The other reading gives God a much more central role in the system. God is not the fill-in perceiver in this view, rather it is God's perceptions of things in virtue of which they are originally said to exist. All ideas (and spirits too, Berkeley seems to suggest) exist in God's mind, and we only gain access to these when He chooses to reveal them to us. It is only God, then, that is external to finite minds. There is no world outside of God.

Given this reading of Berkeley it is easy enough to see why he thought that his idealism was a powerful antidote to atheism. Anyone who accepted this view of the world would need to accept God as a central part of it. God cannot easily be removed from this system, as he could be from Locke's or Descartes' systems; remove God from the system and there is no system. The system boils down almost exclusively to this: objects are ideas in the mind of God; objects exist because God perceives them. How could we replace God in such a system? What could be responsible for keeping all our ideas in existence and causing our sensations, if not God? It is for this reason that all later idealist systems were also highly spiritualized, even if not religious in a traditional sense. Since material objects cannot play this role, and we ourselves certainly cannot play this role, that leaves only some spiritual being, greater and more powerful than ourselves. In this, at least, Berkeley was absolutely right: one cannot be an idealist and an atheist at the same time; to believe in idealism, is to believe in a spiritual being who grounds the entire world.

There is also another related position that has been frequently attributed to Berkeley: phenomenalism. According to this interpretation of Berkeley's thought, the answer to the question, "how do things stay in existence when I close my eyes?" has nothing to do with God. Instead, goes this line of reasoning, things stay in existence because their existence is not to be actually perceived, but only to be possibly perceived. A thing, on this phenomenalist understanding, is a permanent possibility of sensations. To say, for instance, that there is a table in the other room, is just to say that if someone were to go into the other room, they would have sensations of a table. Both Mill and Russell actually ascribed to a view like this one, which rejects the claim that esse is percipi and says instead that being is to be perceivable. There is some textual evidence that suggests that Berkeley ascribed to this view as well. For instance, at the end of the third dialogue, Philonous says that when the Bible speaks about God creating the world, what it means is that God set things up so that if there were perceivers around they would have had such and such sensations.

There are many difficulties that arise from this view. In order to fulfill the antecedent of the conditional (the "if" part), you need some mind-independent understanding of what the conditions are.
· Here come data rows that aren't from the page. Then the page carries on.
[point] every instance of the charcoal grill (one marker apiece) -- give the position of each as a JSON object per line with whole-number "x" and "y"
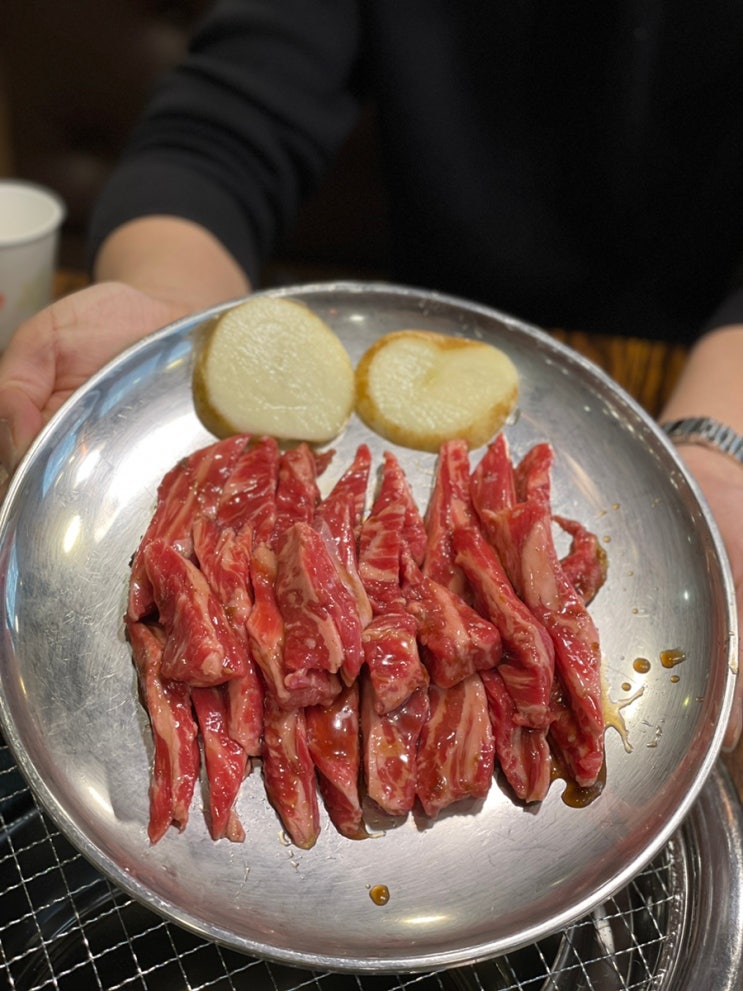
{"x": 675, "y": 927}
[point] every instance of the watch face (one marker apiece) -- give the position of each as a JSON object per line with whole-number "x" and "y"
{"x": 705, "y": 430}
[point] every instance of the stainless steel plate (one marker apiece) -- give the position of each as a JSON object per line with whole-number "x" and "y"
{"x": 480, "y": 881}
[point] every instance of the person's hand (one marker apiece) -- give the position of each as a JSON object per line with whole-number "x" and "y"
{"x": 721, "y": 480}
{"x": 56, "y": 351}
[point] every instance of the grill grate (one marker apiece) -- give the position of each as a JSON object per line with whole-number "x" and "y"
{"x": 64, "y": 926}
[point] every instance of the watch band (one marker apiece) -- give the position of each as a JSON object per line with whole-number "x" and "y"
{"x": 707, "y": 432}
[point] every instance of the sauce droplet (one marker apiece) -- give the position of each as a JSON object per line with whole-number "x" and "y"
{"x": 379, "y": 894}
{"x": 670, "y": 658}
{"x": 578, "y": 797}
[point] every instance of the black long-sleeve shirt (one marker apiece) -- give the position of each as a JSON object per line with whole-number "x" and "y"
{"x": 573, "y": 163}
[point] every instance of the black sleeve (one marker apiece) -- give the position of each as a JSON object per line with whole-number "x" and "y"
{"x": 241, "y": 132}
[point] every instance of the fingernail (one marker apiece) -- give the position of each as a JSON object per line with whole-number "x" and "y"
{"x": 8, "y": 452}
{"x": 735, "y": 727}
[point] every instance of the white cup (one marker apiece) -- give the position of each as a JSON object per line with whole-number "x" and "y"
{"x": 30, "y": 219}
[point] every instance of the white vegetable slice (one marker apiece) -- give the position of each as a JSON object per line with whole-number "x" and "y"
{"x": 418, "y": 388}
{"x": 270, "y": 365}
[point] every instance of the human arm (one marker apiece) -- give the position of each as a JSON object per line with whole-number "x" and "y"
{"x": 151, "y": 271}
{"x": 710, "y": 385}
{"x": 210, "y": 182}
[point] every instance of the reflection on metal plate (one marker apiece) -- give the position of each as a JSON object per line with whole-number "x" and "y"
{"x": 480, "y": 881}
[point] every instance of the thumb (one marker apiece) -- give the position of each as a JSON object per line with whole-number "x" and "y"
{"x": 20, "y": 422}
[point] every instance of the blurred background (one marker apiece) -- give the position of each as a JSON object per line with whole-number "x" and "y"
{"x": 75, "y": 75}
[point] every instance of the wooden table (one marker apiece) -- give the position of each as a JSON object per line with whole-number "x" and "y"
{"x": 647, "y": 370}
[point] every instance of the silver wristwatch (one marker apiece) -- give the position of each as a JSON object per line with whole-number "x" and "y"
{"x": 707, "y": 432}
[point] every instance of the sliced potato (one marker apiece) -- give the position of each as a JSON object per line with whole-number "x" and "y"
{"x": 418, "y": 388}
{"x": 272, "y": 366}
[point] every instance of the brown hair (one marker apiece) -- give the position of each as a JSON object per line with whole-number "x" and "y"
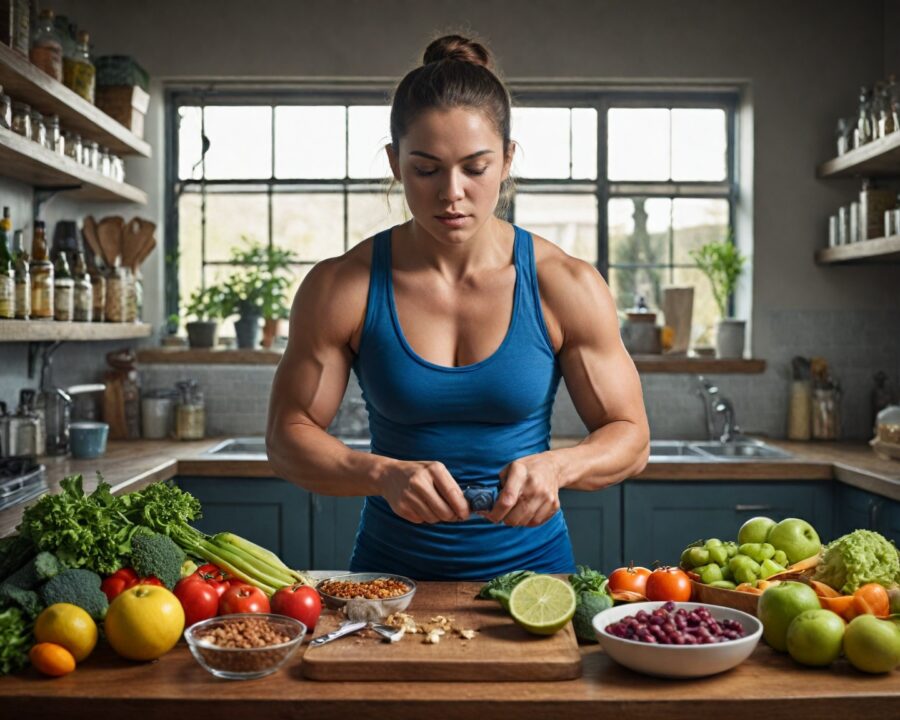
{"x": 456, "y": 72}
For instance, in order to make the above claim about the table, you would have to believe that there really is a room you could walk into. Perhaps, though, we could understand the antecedent as follows: If I were having standing in the other room sensations then I would have table sensations. But still another worry remains: what grounds these conditions? What makes it the case that if I had standing in the other room sensations I would have table sensations? We want to say, of course, that what grounds these conditions are some facts about the world: the fact, for instance, that there is a table in the other room. But Berkeley, as an idealist, certainly cannot say this.

Berkeley probably does ascribe to something like this phenomenalist understanding of existence, in addition to his plain idealist understanding, but his phenomenalism can only be understood if we add in the central role that God must play in his system. It is God, on his view, who grounds all conditionals: it is because of God that if I had standing in the other room sensations, I would have seeing table sensations. These ideas maintain this relation to one another because God chose to place these ideas in this relation to one another; they go together constantly in His perception, and so also go together constantly in our perception.